Yes, the H&R sport springs will work with your stock shocks. However, paring up an aftermarket spring with more aggressive spring rates will cause your OEM non-sport or sport shocks to wear out over time. This is due to the fact that OEM shocks are simply not meant to handle the more aggressive spring rates. Think of it this way, you're putting a shorter spring with a longer shock body. The shorter springs will cause the shocks to compress to its maximum setting every time you hit a bump due to the longer travel distance. What this can cause is what's known as bump steer and jarring of the ride. This is what for the most part affects ride quality.

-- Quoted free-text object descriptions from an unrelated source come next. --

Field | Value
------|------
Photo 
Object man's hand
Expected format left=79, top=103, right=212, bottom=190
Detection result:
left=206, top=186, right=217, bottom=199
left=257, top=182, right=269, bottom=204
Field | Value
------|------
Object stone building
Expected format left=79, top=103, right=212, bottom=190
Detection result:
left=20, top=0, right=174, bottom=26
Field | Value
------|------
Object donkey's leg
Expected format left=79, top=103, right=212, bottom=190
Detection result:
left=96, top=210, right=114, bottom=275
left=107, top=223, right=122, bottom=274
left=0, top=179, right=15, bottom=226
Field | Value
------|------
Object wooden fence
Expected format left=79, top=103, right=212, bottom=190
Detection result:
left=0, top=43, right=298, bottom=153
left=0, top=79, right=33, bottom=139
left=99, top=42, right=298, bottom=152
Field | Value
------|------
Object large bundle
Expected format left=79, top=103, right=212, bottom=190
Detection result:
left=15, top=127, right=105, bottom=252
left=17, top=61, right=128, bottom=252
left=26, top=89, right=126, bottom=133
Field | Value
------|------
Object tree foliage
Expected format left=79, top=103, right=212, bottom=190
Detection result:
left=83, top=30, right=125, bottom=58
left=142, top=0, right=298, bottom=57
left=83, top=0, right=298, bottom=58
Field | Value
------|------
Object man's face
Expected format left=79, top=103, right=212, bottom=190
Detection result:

Let's break this down in terms of cost. You'll spend about $230-300 bucks for aftermarket springs, another $250-300 for an installation, and another $65-$125 for an alignment. When your OEM sport or non-sport shocks blow your going to have to spend another $700-800 on shocks, another installation fee, and another alignment. If you calculate that all together, you would saved a whole lot more mone5y doing it right the first time around. A coilver system is definitely going to improve the overall stance, aesthetics, and handling characteristics of the car.
As gizmo335i mentioned he himself had to go through this three times before he got it right. The XI models have it tough as there aren't as many choices available for suspension mods as the RWD models. One of the most popular choices is the KW V1 XI coilovers.